Morre mais um na Zona Norte

Maria é mãe de dois. Márcio e Flávio. Acorda cedo, todos os dias. Passa um café forte e compra pão fresco na padaria da esquina, em Colombo. Antes das crianças acordarem, Maria já se serviu de café e está olhando as roupas que quaravam no varal se darem por secas – para finalmente poder recolhê-las. Márcio acorda e chama Flávio, comem juntos, pedem a benção da mãe e vão para a escola andando. Juntos.

Maria encontra a vizinha no quintal e diz com orgulho que Márcio tirou boas notas no semestre passado e que sonha em ser médico. Já Flávio está com algumas dificuldades, mas, sonha em ser advogado. A manhã passa e as crianças voltam. O almoço é quase sempre o mesmo – com as coisas que vêm na cesta básica doada por um coletivo que faz ação social na região.

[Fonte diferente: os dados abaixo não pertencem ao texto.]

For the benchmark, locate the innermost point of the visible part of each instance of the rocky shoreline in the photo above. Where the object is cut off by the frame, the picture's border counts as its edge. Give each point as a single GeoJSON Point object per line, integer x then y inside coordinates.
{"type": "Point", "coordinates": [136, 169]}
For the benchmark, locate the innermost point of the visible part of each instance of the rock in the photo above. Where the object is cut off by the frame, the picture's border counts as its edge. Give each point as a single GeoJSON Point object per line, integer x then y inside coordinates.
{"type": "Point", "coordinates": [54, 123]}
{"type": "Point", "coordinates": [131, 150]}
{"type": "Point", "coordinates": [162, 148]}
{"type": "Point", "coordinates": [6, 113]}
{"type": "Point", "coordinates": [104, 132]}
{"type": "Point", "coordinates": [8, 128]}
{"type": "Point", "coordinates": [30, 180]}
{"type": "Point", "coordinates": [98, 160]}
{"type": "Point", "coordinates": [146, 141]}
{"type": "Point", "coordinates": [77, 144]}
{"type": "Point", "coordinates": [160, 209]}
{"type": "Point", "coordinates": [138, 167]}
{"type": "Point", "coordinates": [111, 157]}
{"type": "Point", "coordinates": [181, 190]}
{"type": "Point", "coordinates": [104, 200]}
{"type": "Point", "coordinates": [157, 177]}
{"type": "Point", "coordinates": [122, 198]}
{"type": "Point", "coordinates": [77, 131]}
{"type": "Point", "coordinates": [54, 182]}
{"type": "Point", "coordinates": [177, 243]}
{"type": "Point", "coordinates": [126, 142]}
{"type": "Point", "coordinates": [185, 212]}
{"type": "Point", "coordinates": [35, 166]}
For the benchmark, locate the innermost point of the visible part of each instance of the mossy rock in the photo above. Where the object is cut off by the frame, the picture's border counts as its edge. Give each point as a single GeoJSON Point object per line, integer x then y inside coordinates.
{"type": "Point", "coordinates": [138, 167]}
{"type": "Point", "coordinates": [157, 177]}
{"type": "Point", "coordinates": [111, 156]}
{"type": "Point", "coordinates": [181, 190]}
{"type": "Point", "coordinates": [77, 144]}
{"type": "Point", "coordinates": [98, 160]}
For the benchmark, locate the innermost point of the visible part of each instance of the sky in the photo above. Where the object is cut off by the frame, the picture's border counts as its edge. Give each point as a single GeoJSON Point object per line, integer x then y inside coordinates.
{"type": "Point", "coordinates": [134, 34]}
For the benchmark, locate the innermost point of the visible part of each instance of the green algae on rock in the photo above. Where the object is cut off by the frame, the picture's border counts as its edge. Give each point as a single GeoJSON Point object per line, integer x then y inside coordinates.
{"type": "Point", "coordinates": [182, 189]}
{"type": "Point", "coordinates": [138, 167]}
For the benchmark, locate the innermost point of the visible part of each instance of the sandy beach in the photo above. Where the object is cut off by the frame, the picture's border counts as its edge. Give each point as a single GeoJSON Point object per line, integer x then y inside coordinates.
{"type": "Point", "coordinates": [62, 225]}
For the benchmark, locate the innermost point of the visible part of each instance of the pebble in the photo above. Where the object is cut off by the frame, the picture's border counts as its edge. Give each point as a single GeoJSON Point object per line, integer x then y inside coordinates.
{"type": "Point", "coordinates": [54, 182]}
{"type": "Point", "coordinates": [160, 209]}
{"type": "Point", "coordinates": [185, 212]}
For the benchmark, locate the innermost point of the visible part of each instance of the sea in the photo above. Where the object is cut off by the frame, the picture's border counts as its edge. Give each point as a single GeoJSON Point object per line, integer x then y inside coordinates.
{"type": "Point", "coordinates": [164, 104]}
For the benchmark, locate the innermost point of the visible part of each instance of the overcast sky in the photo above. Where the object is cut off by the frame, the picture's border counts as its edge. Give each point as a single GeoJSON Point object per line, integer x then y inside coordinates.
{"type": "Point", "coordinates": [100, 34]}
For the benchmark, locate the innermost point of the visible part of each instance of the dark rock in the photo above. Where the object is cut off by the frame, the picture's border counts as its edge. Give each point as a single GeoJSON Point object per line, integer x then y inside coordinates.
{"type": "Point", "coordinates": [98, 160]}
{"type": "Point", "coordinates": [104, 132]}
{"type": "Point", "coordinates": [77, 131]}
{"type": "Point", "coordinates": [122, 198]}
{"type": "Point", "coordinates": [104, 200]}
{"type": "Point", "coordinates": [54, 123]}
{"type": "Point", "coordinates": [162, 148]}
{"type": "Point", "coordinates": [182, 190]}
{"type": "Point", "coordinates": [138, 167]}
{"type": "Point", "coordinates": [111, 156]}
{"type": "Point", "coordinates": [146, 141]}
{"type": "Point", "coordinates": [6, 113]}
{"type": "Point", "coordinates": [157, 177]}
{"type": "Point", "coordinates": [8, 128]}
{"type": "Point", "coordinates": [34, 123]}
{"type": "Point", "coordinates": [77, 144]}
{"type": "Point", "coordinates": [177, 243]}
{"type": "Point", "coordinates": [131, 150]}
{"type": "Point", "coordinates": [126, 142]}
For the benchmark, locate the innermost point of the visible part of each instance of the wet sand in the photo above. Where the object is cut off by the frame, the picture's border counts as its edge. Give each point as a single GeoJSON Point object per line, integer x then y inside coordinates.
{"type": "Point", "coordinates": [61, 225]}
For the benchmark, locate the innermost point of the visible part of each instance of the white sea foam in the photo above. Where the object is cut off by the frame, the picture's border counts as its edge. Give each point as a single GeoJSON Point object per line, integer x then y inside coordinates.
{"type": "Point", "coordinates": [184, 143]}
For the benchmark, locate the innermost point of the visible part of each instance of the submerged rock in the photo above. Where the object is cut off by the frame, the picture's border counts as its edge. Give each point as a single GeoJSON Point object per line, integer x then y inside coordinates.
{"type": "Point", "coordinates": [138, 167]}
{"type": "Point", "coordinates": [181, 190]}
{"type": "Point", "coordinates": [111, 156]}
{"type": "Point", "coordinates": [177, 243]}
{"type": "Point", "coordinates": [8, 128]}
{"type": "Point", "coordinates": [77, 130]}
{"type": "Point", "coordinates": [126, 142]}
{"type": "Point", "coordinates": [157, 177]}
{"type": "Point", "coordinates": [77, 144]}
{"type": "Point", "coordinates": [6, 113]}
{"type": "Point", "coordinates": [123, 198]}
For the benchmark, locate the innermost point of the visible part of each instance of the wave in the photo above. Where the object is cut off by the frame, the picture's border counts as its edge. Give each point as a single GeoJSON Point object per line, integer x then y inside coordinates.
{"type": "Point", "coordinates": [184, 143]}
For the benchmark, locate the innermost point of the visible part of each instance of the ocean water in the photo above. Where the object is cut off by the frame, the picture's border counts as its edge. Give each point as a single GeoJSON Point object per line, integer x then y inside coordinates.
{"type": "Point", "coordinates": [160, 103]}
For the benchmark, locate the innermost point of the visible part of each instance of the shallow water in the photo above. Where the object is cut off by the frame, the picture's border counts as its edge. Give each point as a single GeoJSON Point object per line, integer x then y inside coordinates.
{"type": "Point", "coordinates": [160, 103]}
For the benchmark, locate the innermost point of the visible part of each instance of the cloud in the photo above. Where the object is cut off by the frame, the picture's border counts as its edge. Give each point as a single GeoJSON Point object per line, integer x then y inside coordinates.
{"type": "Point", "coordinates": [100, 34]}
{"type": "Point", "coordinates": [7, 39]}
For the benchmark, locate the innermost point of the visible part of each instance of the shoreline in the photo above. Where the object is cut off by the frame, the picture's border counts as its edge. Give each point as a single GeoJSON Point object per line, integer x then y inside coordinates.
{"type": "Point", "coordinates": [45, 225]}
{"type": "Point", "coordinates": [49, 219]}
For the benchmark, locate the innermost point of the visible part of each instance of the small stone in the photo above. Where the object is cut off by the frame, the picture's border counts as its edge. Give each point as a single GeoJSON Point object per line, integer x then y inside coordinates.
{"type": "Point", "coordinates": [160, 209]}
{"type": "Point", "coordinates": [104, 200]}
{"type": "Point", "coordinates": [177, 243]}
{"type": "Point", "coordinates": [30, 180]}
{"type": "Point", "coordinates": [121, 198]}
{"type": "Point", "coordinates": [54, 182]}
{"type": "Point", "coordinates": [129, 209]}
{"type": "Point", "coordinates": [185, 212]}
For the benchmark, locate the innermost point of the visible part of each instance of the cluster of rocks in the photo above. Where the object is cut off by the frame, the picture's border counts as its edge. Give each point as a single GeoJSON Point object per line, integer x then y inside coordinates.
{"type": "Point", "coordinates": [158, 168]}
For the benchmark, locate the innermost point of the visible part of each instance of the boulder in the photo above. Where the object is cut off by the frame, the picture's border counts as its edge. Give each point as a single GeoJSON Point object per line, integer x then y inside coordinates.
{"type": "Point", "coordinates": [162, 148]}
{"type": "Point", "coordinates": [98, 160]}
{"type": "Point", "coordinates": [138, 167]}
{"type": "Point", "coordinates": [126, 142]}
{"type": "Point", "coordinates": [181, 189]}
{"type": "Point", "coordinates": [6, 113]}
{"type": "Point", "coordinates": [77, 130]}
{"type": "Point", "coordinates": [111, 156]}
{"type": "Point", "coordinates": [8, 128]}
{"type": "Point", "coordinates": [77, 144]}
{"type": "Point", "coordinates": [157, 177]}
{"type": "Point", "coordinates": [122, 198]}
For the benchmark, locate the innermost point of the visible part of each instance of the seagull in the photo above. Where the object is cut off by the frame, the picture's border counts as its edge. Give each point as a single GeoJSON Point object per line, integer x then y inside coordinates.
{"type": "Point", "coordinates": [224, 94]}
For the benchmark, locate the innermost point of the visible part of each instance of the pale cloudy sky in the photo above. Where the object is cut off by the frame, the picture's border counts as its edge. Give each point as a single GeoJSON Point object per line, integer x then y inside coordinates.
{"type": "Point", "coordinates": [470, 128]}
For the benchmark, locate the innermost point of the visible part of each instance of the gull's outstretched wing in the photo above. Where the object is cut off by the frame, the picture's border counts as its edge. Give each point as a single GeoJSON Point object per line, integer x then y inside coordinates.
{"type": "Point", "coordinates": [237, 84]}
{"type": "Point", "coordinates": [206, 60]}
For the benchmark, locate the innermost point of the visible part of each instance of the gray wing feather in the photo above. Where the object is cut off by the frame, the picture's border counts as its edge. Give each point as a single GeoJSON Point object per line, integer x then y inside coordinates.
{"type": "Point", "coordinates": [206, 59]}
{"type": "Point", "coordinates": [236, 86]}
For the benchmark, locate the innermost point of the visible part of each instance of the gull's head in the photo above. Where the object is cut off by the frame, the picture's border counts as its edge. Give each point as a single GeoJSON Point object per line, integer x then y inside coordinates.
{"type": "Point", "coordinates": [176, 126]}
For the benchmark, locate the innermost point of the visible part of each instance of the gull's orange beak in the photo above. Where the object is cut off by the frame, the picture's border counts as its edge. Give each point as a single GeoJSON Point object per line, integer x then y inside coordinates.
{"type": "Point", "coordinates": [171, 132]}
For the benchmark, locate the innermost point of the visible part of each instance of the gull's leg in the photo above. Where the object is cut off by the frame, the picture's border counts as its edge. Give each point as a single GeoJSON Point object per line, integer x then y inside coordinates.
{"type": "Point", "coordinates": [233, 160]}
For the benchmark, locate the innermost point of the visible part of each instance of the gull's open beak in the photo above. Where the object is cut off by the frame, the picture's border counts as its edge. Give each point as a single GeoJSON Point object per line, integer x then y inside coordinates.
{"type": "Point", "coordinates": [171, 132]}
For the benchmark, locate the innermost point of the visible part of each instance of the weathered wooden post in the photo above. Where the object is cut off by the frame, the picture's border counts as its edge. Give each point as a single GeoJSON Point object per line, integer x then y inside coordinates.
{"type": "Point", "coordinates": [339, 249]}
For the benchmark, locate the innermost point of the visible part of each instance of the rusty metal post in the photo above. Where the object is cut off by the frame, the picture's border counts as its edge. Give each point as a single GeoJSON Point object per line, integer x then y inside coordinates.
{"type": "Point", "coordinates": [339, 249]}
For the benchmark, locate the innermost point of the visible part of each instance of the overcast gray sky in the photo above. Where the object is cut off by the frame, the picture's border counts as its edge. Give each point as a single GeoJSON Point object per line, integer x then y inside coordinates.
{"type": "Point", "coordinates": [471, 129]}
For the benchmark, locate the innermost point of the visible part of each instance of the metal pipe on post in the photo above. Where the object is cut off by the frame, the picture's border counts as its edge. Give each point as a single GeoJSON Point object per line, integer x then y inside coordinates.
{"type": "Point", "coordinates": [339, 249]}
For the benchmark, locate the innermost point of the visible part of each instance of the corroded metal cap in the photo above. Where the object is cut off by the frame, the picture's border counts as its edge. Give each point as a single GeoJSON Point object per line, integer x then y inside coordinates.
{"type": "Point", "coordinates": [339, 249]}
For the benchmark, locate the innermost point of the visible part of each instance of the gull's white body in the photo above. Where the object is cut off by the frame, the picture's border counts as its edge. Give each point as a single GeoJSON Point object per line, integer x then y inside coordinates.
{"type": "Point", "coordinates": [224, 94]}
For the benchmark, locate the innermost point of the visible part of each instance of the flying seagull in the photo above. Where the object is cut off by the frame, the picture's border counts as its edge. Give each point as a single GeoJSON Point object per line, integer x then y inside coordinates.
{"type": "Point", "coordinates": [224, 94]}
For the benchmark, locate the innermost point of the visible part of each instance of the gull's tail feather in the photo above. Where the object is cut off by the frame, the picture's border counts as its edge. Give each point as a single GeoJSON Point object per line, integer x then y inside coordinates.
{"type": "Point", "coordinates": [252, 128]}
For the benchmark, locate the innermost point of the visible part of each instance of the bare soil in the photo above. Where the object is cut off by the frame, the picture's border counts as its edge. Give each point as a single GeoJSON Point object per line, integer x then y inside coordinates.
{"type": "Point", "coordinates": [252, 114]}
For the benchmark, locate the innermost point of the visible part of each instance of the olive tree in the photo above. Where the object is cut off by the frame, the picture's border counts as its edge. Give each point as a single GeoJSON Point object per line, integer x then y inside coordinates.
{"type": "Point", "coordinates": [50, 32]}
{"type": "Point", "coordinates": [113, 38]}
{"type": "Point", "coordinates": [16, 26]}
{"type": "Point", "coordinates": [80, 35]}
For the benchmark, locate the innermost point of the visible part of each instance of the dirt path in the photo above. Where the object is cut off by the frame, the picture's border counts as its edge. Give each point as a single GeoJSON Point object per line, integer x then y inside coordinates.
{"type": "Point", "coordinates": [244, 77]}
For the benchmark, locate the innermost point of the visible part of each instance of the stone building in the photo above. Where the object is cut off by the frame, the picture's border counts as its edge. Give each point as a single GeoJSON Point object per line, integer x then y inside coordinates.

Para hoje é só arroz e feijão. Maria se desculpa com as crianças “é fim de mês”, diz, com os olhos marejados. Depois de comer, Márcio vai rever toda a matéria que teve pela manhã. Flávio vai para o campinho jogar bola. A tarde vai caindo e Maria pede a Deus que o mês que vem seja melhor que esse.

A vizinha comenta com Maria que está tendo um “surto de virose” na cidade. Que é preciso lavar as mãos com frequência e tentar não pegar muito no rosto. As crianças sentam à mesa para comer torradas (sobras do pão da manhã) e a mãe explica das novas necessidades de higiene. “Mas amanhã o coletivo está aí cedo, a gente pode perguntar para eles”, termina ela. No dia seguinte, um sábado, chega Marina e bate à porta da casinha de madeira de Maria: “dona Maria! Como vai? Viu, eu trouxe esses três frascos de álcool em gel. Estamos com um surto de Corona Vírus, não é brincadeira. A prefeitura vai suspender as aulas das crianças a partir da semana que vem. Fiquem em casa e se cuidem!”. Maria, sem entender muito bem, concorda e pega os frascos. Repassa a mensagem para as crianças e segue a vida. Recebeu mais uma cesta básica e está com fé no mês que vai virar.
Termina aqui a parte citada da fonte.